Shaq Daddy. The Big Baryshnikov. Shaq-Fu. Diesel. O’Neal had many names to match his many rings, and will go down in history as one of the most dominant NBA players of all time. Following the acquisition of Phil Jackson as Head Coach in 1999, the Lakers managed three consecutive titles, after the implementation of ‘triangle offense’ allowed Bryant and Shaq to excel. Let’s not forget, Shaq was named Finals MVP on all three occasions. In the ’99-2000 season, O’Neal also earned the MVP trophy for the regular season, one vote short of becoming the first unanimous MVP in history. Should Shaq be immortalized in stone? Yes, no doubt. But I can think of one person who deserves it more.

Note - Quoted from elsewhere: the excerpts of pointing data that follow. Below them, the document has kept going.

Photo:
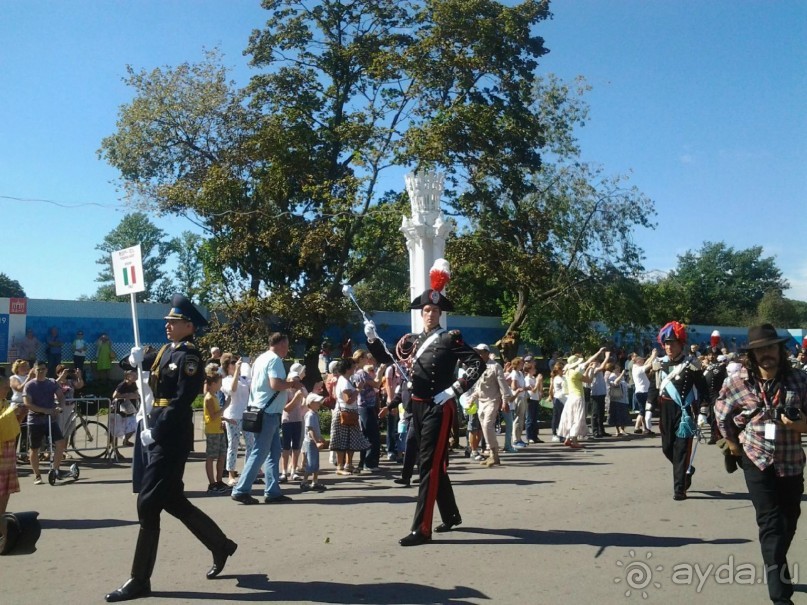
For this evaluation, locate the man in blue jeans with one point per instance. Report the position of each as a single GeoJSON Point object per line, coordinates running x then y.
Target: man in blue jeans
{"type": "Point", "coordinates": [269, 392]}
{"type": "Point", "coordinates": [364, 379]}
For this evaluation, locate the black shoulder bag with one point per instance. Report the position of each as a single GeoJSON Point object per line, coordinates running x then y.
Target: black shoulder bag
{"type": "Point", "coordinates": [252, 421]}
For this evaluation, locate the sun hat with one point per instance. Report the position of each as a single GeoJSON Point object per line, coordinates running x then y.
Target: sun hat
{"type": "Point", "coordinates": [763, 336]}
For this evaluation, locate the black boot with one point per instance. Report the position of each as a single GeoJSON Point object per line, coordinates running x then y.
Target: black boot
{"type": "Point", "coordinates": [209, 534]}
{"type": "Point", "coordinates": [139, 585]}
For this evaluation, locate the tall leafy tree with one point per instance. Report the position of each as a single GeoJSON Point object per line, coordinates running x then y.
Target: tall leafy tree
{"type": "Point", "coordinates": [285, 175]}
{"type": "Point", "coordinates": [559, 248]}
{"type": "Point", "coordinates": [10, 288]}
{"type": "Point", "coordinates": [136, 228]}
{"type": "Point", "coordinates": [189, 274]}
{"type": "Point", "coordinates": [718, 284]}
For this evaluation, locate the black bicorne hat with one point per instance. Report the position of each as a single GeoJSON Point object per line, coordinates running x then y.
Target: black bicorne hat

Yes, I know Phil Jackson never actually played in the Laker’s uniform, but he is responsible for orchestrating the franchise’s several dominant seasons. Jackson won a championship in the first year as head-coach following an incredible table topping season. The 2000, 2001 and 2002 season’s belonged to the Phil Jackson and his superstar team, topping Indiana, Philadelphia and New Jersey in Finals series. The implementation of the ‘Triangle Offense’ that was used most efficiently due to the talented combination of Shaquille and Kobe, caused the Lakers to be the most dominant team in the NBA for many years to come. In January 2007, Jackson won his nine hundredth game which then placed him ninth on the all-time win list for head coaches. After dropping the 2008 Finals series to Boston, Jackson led Kobe and the Lakers to two more consecutive titles in 2009 and 2010. Jackson retired in 2011 tied with John Kundla’s record for most championships won by a head coach in a single franchise. Jackson will forever go down as the Laker’s best head coach to ever grace the side of the court. So should Jackson be the next statue outside Staples Center? No doubt about it.
Do you believe there are others who should be etched in stone outside the Staples Center that are not on my list? Who do you believe, if any, warrant a statue thereby immortalizing them in the hearts and minds of Lakers fans?